Here's a part of the output of:

print Dumper \%INC; # I added this line
my %INC;             
print Dumper \%INC; # I added this line
exit;               # I added this line

Output:

          [...]
          'SqlConnect.pm' => 'lib1/SqlConnect.pm',
          'Lib/RateRequest.pm' => 'Lib/RateRequest.pm'
        };
$VAR1 = {};
[Fri Jun 29 16:09:13 2012] live_batch_test.pl: Subroutine export_fail redefined at /usr/lib/perl5/5.14.2/Carp.pm line 43.
[Fri Jun 29 16:09:13 2012] live_batch_test.pl: Subroutine _cgc redefined at /usr/lib/perl5/5.14.2/Carp.pm line 45.
[Fri Jun 29 16:09:13 2012] live_batch_test.pl: Subroutine longmess redefined at /usr/lib/perl5/5.14.2/Carp.pm line 51.
[Fri Jun 29 16:09:13 2012] live_batch_test.pl: Subroutine shortmess redefined at /usr/lib/perl5/5.14.2/Carp.pm line 71.
[...] (Snipped like 20 screens of redefine warnings)

The warnings only show if I create an object of one of my classes (which happens to contain SOAP::WSDL so it has a lot of stuff in it). I'm not sure why those are redefine warnings. If %INC is empty, how can it know stuff is being redefined?


Update:

It seems you actually can create a lexical my %INC.

use strict; use warnings; use Data::Dumper;
print Dumper \%INC;
{
  my %INC = ('asdf' => 'asdf');
  print Dumper \%INC;
}
print Dumper \%INC;

Produces (snipped):

          'feature.pm' => 'C:/Perl/lib/feature.pm'
        };
$VAR1 = {
          'asdf' => 'asdf'
        };
$VAR1 = {
          'warnings/register.pm' => 'C:/Perl/lib/warnings/register.pm',

The problem in my case does not seem to be the my %INC, but rather the %INC = &sub_that_has_my_percent_INC_and_returns_it() in the script that I actually have to require. Now that, in turn, also has use vars qw(%INC). Replacing it... well, I'm not sure what that is going to break.

Était-ce utile?

La solution

The global variable %INC (or %main::INC or %::INC) is a completely different variable from the lexically scoped %INC, created with my.
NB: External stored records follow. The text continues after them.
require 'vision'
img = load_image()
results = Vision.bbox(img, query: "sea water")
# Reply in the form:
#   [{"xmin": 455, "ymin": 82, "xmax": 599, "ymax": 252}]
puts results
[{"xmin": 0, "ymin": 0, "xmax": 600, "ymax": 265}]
You can safely use my %INC in your subroutine.

Autres conseils

Defining lexicaly scoped my %INC is possible, but this variable have absolutely no special meaning. Perl only considers global %INC when working with module system.

Your problem is elsewhere

Just to entertain you with examples, given:

Aaa.pm

package Aaa;
warn "Aaa loaded!";

1;

inc.pl

use strict;
use warnings;
use Data::Dumper;

use Aaa;
require Aaa;
warn 1, Dumper \%INC;
{
    my %INC;
    use Aaa;
    require Aaa;
    warn 2, Dumper \%INC;
}
warn 3, Dumper \%INC;
my %INC;
use Aaa;
require Aaa;

sub again {
    my %INC;
    require Aaa;
    warn 4, Dumper \%INC;
}

again();
warn 5, Dumper \%INC;

You will only see global %INC in 1 and 3, without whatever changes to lexical ones and Aaa.pm will still be loaded exactly once.

perldoc vars says that the vars pragma has been superseded by the our keyword.
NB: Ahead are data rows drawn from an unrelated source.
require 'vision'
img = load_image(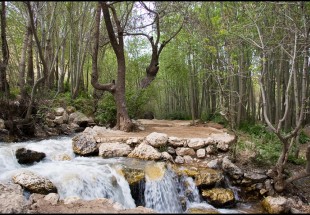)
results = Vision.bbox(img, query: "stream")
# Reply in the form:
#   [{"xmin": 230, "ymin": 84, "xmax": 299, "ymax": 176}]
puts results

Following the documentation's advice seems to work for me:

package Incentives;

use strict;
use warnings;
use Data::Dump 'dump';

our %INC = ( abc => 123 );

dump \%INC;                   # ( abc => 123 ),
                              # different under use vars '%INC';

use List::Util;               # Loads just fine

package Test;

use Data::Dump 'dump';

dump \%Incentives::INC;       # ( abc => 123 )
dump \%main::INC;             # reference to global %INC

1;

You'll have problems if you touch the global package variable %INC, but you can create all the lexicals named %INC you want and it won't be a problem.
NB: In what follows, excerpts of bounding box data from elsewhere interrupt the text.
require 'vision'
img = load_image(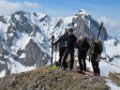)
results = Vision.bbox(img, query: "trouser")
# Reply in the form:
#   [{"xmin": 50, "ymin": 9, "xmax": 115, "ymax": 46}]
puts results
[
  {"xmin": 91, "ymin": 55, "xmax": 100, "ymax": 76},
  {"xmin": 59, "ymin": 48, "xmax": 65, "ymax": 65},
  {"xmin": 62, "ymin": 49, "xmax": 74, "ymax": 69},
  {"xmin": 78, "ymin": 53, "xmax": 86, "ymax": 71}
]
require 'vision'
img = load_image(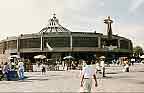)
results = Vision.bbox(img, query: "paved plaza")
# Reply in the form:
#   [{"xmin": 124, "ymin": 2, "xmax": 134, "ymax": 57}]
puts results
[{"xmin": 0, "ymin": 64, "xmax": 144, "ymax": 92}]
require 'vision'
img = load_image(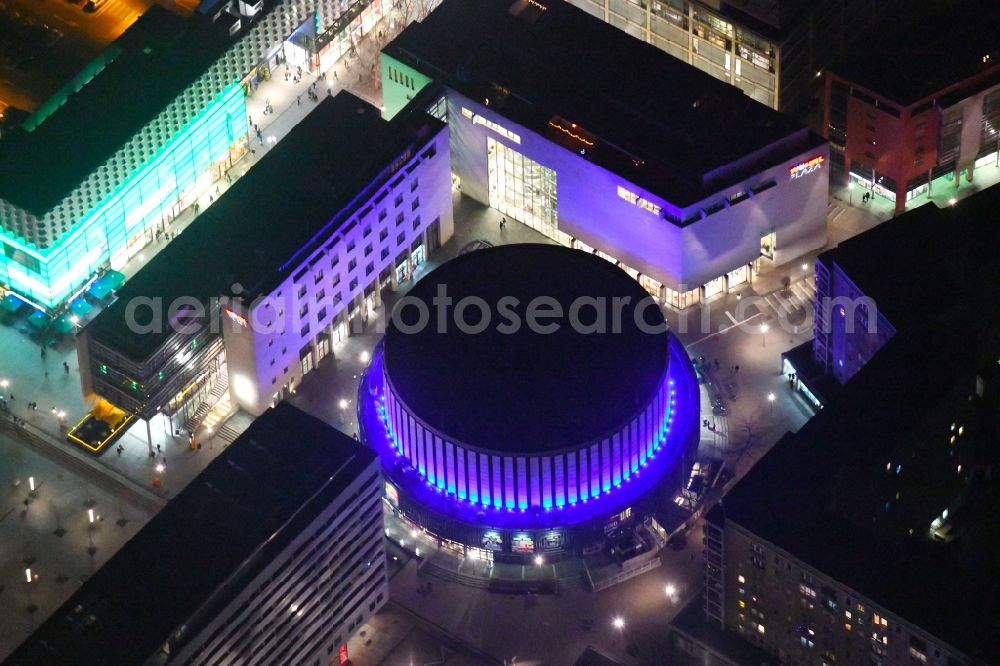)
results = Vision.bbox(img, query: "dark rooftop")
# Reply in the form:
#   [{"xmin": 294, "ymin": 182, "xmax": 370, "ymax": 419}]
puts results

$ perl -e'require CGI; my %INC; require CGI;'

$ perl -e'require CGI; local %INC; require CGI;'
Subroutine export_fail redefined at .../Carp.pm line 64.
Subroutine _cgc redefined at .../Carp.pm line 66.
Subroutine longmess redefined at .../Carp.pm line 72.
Subroutine shortmess redefined at .../Carp.pm line 92.
Subroutine croak redefined at .../Carp.pm line 100.
Subroutine confess redefined at .../Carp.pm line 101.
Subroutine carp redefined at .../Carp.pm line 102.
Subroutine cluck redefined at .../Carp.pm line 103.
Constant subroutine Carp::CALLER_OVERRIDE_CHECK_OK redefined at .../Carp.pm line 108.
Subroutine caller_info redefined at .../Carp.pm line 114.
Subroutine format_arg redefined at .../Carp.pm line 181.
Subroutine get_status redefined at .../Carp.pm line 213.
Subroutine get_subname redefined at .../Carp.pm line 222.
Subroutine long_error_loc redefined at .../Carp.pm line 240.
Subroutine longmess_heavy redefined at .../Carp.pm line 268.
Subroutine ret_backtrace redefined at .../Carp.pm line 276.
Subroutine ret_summary redefined at .../Carp.pm line 309.
Subroutine short_error_loc redefined at .../Carp.pm line 324.
Subroutine shortmess_heavy redefined at .../Carp.pm line 348.
Subroutine str_len_trim redefined at .../Carp.pm line 361.
Subroutine trusts redefined at .../Carp.pm line 376.
Subroutine trusts_directly redefined at .../Carp.pm line 396.
Constant subroutine CGI::XHTML_DTD redefined at .../constant.pm line 151.
Subroutine _ops_to_nums redefined at .../overloading.pm line 10.
Subroutine import redefined at .../overloading.pm line 19.
Subroutine unimport redefined at .../overloading.pm line 37.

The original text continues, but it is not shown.